Department of Pharmaceutical Biosciences and Science for Life Laboratory, Uppsala University, Uppsala, Sweden.
Department of Medical Sciences, Clinical Chemistry, Uppsala University, Uppsala, Sweden.
Bioinformatics. 2019 Mar 1;35(5):839-846. doi: 10.1093/bioinformatics/bty699.
Computational biologists face many challenges related to data size, and they need to manage complicated analyses often including multiple stages and multiple tools, all of which must be deployed to modern infrastructures. To address these challenges and maintain reproducibility of results, researchers need (i) a reliable way to run processing stages in any computational environment, (ii) a well-defined way to orchestrate those processing stages and (iii) a data management layer that tracks data as it moves through the processing pipeline.
Pachyderm is an open-source workflow system and data management framework that fulfils these needs by creating a data pipelining and data versioning layer on top of projects from the container ecosystem, having Kubernetes as the backbone for container orchestration.

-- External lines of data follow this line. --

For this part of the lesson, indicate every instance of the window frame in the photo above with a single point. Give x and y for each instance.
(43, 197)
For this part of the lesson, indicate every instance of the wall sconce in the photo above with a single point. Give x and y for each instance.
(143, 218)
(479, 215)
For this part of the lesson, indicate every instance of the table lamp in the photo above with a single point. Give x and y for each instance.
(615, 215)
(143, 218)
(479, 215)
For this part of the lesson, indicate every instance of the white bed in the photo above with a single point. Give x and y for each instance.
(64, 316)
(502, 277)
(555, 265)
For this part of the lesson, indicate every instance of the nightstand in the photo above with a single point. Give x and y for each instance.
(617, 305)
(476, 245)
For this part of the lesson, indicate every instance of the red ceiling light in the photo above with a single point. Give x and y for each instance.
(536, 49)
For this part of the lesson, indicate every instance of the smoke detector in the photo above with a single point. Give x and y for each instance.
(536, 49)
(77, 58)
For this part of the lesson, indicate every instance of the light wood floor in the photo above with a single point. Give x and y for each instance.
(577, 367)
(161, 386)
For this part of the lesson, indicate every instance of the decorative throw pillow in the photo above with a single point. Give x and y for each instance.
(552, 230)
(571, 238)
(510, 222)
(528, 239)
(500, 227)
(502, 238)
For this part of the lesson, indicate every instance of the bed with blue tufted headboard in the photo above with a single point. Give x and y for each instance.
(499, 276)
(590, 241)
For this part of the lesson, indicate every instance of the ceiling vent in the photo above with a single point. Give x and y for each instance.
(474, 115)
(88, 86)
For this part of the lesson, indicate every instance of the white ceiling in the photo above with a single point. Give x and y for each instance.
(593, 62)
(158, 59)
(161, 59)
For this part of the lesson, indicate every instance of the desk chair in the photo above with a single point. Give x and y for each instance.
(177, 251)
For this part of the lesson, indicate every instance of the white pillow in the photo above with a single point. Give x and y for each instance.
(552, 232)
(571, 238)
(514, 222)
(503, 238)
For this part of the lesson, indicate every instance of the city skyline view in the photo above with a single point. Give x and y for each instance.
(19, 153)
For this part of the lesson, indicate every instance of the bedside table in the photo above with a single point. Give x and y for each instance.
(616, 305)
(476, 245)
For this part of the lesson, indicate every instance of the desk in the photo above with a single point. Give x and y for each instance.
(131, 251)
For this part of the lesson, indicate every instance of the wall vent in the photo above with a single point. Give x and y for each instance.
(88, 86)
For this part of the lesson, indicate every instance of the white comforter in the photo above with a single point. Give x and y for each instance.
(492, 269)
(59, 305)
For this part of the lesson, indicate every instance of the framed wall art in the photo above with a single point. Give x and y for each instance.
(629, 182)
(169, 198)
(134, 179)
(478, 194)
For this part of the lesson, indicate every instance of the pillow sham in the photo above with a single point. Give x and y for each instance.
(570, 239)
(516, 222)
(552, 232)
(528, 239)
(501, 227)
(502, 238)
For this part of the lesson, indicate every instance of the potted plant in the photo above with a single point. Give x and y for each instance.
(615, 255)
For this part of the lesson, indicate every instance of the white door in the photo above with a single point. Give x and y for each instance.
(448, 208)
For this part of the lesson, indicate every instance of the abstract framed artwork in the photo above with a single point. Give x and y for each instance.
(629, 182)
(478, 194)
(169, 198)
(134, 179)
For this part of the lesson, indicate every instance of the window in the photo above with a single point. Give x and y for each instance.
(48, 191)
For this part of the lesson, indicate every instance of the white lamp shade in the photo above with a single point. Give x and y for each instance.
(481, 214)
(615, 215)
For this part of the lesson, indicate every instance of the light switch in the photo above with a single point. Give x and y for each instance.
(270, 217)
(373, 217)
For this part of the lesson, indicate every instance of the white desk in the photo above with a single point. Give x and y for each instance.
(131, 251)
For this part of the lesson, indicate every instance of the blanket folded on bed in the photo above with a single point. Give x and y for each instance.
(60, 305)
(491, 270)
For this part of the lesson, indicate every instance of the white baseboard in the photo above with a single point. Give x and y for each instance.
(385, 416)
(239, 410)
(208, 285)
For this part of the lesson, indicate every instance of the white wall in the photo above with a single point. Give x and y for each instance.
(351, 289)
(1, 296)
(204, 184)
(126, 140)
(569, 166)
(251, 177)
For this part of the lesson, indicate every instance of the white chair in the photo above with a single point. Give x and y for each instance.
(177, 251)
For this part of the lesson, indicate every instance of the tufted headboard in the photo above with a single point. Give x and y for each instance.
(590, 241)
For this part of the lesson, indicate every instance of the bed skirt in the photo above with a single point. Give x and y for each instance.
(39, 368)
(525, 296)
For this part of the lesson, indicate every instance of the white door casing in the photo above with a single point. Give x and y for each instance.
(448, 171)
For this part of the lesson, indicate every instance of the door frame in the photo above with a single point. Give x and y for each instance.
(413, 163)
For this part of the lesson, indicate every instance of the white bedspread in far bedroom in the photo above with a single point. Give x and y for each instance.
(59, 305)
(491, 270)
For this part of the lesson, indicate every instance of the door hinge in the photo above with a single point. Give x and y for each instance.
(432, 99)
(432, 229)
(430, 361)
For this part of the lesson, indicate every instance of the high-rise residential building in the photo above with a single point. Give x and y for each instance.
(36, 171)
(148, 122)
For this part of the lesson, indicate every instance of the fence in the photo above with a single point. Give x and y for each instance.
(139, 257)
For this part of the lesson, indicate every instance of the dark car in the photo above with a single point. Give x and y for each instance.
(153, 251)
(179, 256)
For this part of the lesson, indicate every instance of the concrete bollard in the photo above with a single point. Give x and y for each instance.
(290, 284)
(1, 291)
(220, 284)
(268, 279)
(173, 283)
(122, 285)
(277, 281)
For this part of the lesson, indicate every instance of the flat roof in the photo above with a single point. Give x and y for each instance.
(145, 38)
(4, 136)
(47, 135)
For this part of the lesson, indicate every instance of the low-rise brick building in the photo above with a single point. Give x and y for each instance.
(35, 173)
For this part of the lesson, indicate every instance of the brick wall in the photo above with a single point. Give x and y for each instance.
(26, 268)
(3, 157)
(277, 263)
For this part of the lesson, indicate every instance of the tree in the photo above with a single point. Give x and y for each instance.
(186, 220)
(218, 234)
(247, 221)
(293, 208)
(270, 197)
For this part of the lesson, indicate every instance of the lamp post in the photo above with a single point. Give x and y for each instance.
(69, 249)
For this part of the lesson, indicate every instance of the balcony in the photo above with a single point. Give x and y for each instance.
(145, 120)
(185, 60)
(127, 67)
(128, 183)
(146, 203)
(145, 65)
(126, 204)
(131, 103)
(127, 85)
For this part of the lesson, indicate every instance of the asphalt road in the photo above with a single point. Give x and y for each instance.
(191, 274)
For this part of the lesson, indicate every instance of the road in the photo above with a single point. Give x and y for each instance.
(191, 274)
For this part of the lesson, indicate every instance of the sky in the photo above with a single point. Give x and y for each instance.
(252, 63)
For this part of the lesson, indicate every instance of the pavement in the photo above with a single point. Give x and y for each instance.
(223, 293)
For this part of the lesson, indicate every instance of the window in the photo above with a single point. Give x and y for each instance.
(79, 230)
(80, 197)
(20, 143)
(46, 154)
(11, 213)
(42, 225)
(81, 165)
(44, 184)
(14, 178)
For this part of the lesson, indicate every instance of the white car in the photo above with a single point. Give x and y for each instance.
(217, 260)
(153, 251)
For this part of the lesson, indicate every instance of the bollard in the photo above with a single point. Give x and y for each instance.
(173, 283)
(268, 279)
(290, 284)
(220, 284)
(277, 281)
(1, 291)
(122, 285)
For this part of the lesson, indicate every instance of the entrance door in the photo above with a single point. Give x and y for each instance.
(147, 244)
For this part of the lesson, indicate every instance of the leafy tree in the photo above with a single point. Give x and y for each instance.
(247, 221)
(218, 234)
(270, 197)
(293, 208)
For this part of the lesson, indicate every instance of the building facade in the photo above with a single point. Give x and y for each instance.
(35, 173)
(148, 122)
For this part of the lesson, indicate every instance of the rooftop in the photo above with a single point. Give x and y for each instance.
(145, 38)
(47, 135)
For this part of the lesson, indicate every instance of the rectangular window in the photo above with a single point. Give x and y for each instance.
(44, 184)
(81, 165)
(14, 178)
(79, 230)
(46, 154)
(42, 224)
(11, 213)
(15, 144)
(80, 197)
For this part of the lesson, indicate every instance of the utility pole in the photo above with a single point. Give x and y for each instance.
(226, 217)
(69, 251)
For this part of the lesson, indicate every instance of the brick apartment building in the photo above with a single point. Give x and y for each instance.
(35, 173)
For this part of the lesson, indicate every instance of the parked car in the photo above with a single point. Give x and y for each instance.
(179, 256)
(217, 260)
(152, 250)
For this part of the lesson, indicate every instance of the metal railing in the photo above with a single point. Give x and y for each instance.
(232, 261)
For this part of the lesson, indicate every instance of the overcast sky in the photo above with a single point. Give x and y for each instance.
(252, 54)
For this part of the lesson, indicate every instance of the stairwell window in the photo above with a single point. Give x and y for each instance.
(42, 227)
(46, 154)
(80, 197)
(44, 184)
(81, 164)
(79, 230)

We adapted Pachyderm and demonstrated its attractive properties in bioinformatics. A Helm Chart was created so that researchers can use Pachyderm in multiple scenarios. The Pachyderm File System was extended to support block storage. A wrapper for initiating Pachyderm on cloud-agnostic virtual infrastructures was created. The benefits of Pachyderm are illustrated via a large metabolomics workflow, demonstrating that Pachyderm enables efficient and sustainable data science workflows while maintaining reproducibility and scalability.
Pachyderm is available from https://github.com/pachyderm/pachyderm. The Pachyderm Helm Chart is available from https://github.com/kubernetes/charts/tree/master/stable/pachyderm. Pachyderm is available out-of-the-box from the PhenoMeNal VRE (https://github.com/phnmnl/KubeNow-plugin) and general Kubernetes environments instantiated via KubeNow. The code of the workflow used for the analysis is available on GitHub (https://github.com/pharmbio/LC-MS-Pachyderm).

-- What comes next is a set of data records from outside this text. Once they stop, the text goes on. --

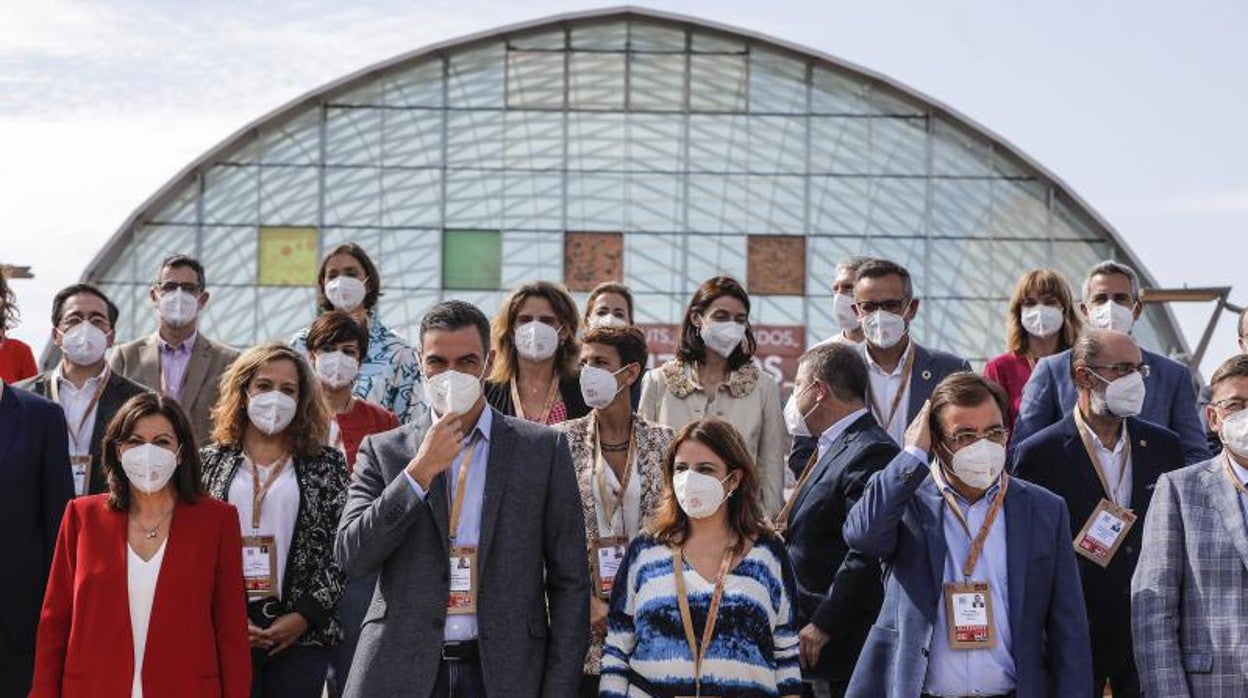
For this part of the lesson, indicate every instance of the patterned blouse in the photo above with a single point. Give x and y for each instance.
(649, 442)
(388, 376)
(313, 581)
(753, 652)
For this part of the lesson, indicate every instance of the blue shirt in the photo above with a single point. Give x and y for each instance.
(463, 627)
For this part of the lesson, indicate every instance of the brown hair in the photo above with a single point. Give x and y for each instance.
(310, 428)
(187, 486)
(670, 525)
(506, 357)
(1041, 282)
(372, 285)
(692, 349)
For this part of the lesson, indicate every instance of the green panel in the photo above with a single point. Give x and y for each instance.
(472, 260)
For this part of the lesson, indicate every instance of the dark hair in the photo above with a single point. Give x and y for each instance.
(629, 342)
(840, 367)
(372, 285)
(333, 327)
(186, 481)
(692, 349)
(965, 388)
(876, 269)
(175, 261)
(454, 315)
(64, 295)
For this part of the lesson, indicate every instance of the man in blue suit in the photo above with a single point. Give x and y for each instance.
(1111, 301)
(1101, 460)
(981, 588)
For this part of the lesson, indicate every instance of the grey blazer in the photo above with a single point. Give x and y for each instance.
(533, 594)
(1189, 593)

Supplementary data are available at Bioinformatics online.
计算生物学家面临许多与数据大小相关的挑战,他们需要管理复杂的分析,通常包括多个阶段和多个工具,所有这些都必须部署到现代基础架构中。为了应对这些挑战并保持结果的可重复性,研究人员需要 (i) 在任何计算环境中运行处理阶段的可靠方法,(ii) 定义良好的方法来协调这些处理阶段,以及 (iii) 一个数据管理层,用于跟踪数据在处理管道中的移动方式。

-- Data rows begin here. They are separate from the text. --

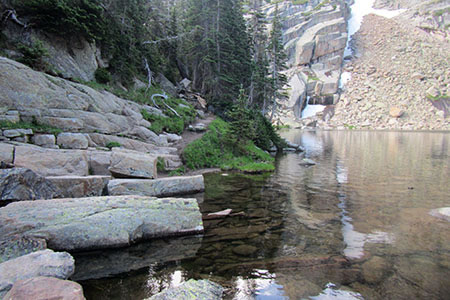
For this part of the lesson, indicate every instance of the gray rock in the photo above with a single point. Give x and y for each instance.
(6, 153)
(16, 245)
(49, 162)
(23, 184)
(192, 289)
(307, 162)
(100, 222)
(44, 140)
(99, 162)
(127, 163)
(42, 287)
(169, 186)
(67, 140)
(80, 186)
(40, 263)
(135, 257)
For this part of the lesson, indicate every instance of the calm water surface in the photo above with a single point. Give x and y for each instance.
(355, 226)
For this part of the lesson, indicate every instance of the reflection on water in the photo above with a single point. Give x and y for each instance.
(363, 223)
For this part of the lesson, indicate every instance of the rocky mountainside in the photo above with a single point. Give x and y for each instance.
(400, 79)
(315, 36)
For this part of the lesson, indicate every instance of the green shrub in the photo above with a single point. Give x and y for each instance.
(102, 75)
(33, 55)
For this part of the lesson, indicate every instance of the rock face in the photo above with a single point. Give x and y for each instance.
(132, 164)
(192, 289)
(44, 288)
(315, 36)
(67, 105)
(163, 187)
(399, 77)
(100, 222)
(40, 263)
(80, 186)
(49, 162)
(24, 184)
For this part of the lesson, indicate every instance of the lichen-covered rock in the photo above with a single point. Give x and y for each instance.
(80, 186)
(23, 184)
(44, 140)
(51, 162)
(169, 186)
(126, 163)
(190, 290)
(100, 222)
(6, 153)
(45, 288)
(41, 263)
(68, 140)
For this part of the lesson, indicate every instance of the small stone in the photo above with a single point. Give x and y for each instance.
(396, 112)
(244, 250)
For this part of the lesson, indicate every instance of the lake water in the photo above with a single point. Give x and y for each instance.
(355, 226)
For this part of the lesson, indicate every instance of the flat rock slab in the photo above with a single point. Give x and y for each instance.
(162, 187)
(127, 163)
(45, 288)
(192, 289)
(49, 162)
(41, 263)
(23, 184)
(80, 186)
(100, 222)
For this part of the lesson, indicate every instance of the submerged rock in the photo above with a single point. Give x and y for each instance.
(100, 222)
(24, 184)
(41, 263)
(45, 288)
(192, 289)
(169, 186)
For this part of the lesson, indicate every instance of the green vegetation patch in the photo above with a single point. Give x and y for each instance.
(36, 127)
(214, 150)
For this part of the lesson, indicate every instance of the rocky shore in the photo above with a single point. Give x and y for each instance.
(400, 78)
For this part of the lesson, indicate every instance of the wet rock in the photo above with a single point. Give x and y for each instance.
(123, 260)
(375, 269)
(244, 250)
(50, 162)
(442, 213)
(6, 153)
(44, 288)
(169, 186)
(307, 162)
(192, 289)
(23, 184)
(100, 222)
(127, 163)
(80, 186)
(41, 263)
(67, 140)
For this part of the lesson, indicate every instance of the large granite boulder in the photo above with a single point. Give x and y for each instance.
(162, 187)
(126, 163)
(23, 184)
(192, 289)
(69, 140)
(51, 162)
(6, 153)
(45, 288)
(100, 222)
(80, 186)
(41, 263)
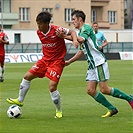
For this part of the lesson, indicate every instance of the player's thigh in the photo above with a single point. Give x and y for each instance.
(29, 76)
(55, 70)
(102, 72)
(39, 69)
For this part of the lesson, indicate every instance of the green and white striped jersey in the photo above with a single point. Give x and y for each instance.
(90, 47)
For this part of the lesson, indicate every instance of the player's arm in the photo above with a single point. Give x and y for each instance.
(5, 41)
(73, 36)
(104, 41)
(74, 58)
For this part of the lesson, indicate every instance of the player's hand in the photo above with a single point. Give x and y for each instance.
(60, 32)
(75, 43)
(1, 39)
(100, 47)
(67, 63)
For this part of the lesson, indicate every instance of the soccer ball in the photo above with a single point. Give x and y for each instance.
(14, 111)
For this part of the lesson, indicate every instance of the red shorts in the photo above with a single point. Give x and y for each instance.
(50, 69)
(2, 58)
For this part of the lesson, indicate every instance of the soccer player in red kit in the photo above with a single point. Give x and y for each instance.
(52, 63)
(3, 40)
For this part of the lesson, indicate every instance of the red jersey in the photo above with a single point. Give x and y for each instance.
(4, 37)
(53, 47)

Pachyderm 是一个开源工作流系统和数据管理框架,它通过在容器生态系统中的项目之上创建一个数据管道和数据版本控制层,并以 Kubernetes 作为容器编排的骨干,满足了这些需求。我们对 Pachyderm 进行了改编,并在生物信息学中展示了其吸引人的特性。创建了一个 Helm 图表,以便研究人员可以在多种场景中使用 Pachyderm。扩展了 Pachyderm 文件系统以支持块存储。创建了一个用于在无云虚拟基础架构上启动 Pachyderm 的包装器。通过一个大型代谢组学工作流程说明了 Pachyderm 的优势,表明 Pachyderm 可以在保持可重复性和可扩展性的同时,实现高效和可持续的数据科学工作流程。
Pachyderm 可从 https://github.com/pachyderm/pachyderm 获得。Pachyderm Helm 图表可从 https://github.com/kubernetes/charts/tree/master/stable/pachyderm 获得。Pachyderm 可从 PhenoMeNal VRE(https://github.com/phnmnl/KubeNow-plugin)和通过 KubeNow 实例化的一般 Kubernetes 环境中获得。用于分析的工作流程的代码可在 GitHub 上获得(https://github.com/pharmbio/LC-MS-Pachyderm)。
补充数据可在《生物信息学》在线获得。